Accertamento imposte sui redditi e IVA – Accerta¬mento – Avviso di accertamento – Accettazione dell’eredità con beneficio di inventario da parte di minore – L’accettante diviene soggetto passivo d’imposta – Legittimazione a ricevere la notifica dell’avviso di accertamento emesso a carico del dante causa – Sussiste.
L’accettazione dell’eredità con beneficio d’inventario comporta che il minore accettante, a parte la distinzione del patrimonio del defunto da quello dell’erede ai sensi dell’art. 490, primo comma, c.c. (con tutte le conseguenze indicate nel secondo comma della stessa disposizione), diventa erede a tutti gli effetti di legge e, quindi, anche soggetto passivo d’imposta, ed è perciò pienamente legittimato a ricevere la notificazione dell’avviso d’accertamento emesso in relazione a redditi non dichiarati dal suo dante causa.

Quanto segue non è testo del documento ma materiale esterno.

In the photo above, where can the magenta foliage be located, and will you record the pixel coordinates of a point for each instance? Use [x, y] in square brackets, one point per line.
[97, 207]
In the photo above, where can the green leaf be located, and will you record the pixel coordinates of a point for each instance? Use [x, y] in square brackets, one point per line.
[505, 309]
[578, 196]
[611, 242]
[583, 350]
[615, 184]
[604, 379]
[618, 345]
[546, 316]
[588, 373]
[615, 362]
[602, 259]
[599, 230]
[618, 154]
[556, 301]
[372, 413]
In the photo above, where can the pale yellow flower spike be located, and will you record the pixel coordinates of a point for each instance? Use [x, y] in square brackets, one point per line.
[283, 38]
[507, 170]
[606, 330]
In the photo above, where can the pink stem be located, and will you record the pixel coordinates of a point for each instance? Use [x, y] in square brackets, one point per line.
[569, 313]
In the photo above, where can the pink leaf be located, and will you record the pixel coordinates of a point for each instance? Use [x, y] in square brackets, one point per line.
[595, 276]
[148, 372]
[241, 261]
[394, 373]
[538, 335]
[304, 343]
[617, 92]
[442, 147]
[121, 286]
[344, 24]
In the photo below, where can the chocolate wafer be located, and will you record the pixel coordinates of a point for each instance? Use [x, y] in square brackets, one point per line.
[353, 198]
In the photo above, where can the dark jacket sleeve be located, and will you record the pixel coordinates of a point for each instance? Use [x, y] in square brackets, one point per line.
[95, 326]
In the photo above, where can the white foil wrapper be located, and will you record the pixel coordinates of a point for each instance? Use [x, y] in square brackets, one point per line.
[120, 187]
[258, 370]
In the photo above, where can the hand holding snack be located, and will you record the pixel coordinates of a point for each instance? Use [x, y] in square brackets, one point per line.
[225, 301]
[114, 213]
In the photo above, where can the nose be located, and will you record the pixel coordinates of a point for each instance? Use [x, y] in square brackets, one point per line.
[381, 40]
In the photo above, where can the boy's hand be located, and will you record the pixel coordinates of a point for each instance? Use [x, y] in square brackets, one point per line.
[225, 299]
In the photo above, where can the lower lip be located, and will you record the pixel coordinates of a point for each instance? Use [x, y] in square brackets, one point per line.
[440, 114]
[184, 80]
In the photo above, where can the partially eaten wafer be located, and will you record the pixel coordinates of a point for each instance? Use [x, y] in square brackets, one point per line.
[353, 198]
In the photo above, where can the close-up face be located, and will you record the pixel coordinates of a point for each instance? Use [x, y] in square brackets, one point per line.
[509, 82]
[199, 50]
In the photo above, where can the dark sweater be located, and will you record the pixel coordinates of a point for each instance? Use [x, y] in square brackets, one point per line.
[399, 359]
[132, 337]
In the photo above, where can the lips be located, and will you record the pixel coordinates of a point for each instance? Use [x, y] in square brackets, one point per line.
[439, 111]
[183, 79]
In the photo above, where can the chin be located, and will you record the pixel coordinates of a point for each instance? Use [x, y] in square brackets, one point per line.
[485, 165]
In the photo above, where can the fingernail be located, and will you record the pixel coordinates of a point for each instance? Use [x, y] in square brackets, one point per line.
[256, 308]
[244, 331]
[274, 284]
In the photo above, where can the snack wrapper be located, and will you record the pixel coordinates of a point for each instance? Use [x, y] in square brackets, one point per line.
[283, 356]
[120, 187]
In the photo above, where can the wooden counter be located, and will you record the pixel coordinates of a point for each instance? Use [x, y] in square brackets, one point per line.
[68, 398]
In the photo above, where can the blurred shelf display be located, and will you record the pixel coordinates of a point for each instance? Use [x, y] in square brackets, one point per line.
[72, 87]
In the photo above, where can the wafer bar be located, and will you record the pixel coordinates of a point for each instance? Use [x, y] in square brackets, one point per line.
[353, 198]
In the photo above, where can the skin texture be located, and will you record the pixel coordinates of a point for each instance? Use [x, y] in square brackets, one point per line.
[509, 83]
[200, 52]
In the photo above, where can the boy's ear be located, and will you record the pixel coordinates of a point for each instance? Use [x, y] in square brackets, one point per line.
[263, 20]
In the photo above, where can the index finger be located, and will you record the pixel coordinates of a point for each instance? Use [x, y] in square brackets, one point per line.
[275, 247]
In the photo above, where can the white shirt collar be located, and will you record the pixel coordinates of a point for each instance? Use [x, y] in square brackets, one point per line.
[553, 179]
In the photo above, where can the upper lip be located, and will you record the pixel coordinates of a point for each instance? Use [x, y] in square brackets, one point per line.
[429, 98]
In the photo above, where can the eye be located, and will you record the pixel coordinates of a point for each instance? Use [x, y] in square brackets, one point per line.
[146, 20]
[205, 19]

[Corte di Cassazione, sez. trib. (Pres. Bielli, rel. Nonno), 6 ottobre 2017, sent. n. 23389, ric. Agenzia delle entrate]
RILEVATO CHE – 1. con ricorso notificato il 07/11/2011 l’Agenzia delle entrate ha proposto ricorso per cassazione avverso la sentenza della CTR dell’Emilia Romagna n. 73/18/2010, confermativa della sentenza della CTP di Forlì n. 202/04/2007, che, accogliendo l’impugnazione del contribuente, ha annullato l’avviso di accertamento IVA, IRPEF ed IRAP n. …/2007 notificato al minore D.A.E. quale unico erede di D.A.D., deceduto il 14/02/2001, e concernente l’anno d’imposta 2001;
2. con il menzionato avviso di accertamento, era stato accertato un reddito d’impresa a fini IRPEF ed IRAP non dichiarato da D.A.D. ed induttivamente determinato dall’Ufficio sulla base dei dati e delle notizie comunque raccolti o venuti a sua conoscenza, nonché una maggiore IVA non versata;
3. l’avviso di accertamento veniva annullato dalla CTR in quanto non poteva ritenersi acquisita da D.A.E., accettante con beneficio d’inventario, la qualità di erede, non risultando il perfezionamento dell’accettazione definitiva dell’eredità, né il possesso dei beni, né la legittimazione passiva dello stesso ai sensi dell’art. 536 c.c.;
3.1. in definitiva, la CTR ha ritenuto che il contribuente non è soggetto passivo d’imposta, non risultando, infatti, «che, entro un anno dalla maggiore età, abbia manifestato la volontà di accettare l’eredità per la quale la madre aveva fatto redigere l’inventario»;
4. il controricorrente non si è costituito in giudizio.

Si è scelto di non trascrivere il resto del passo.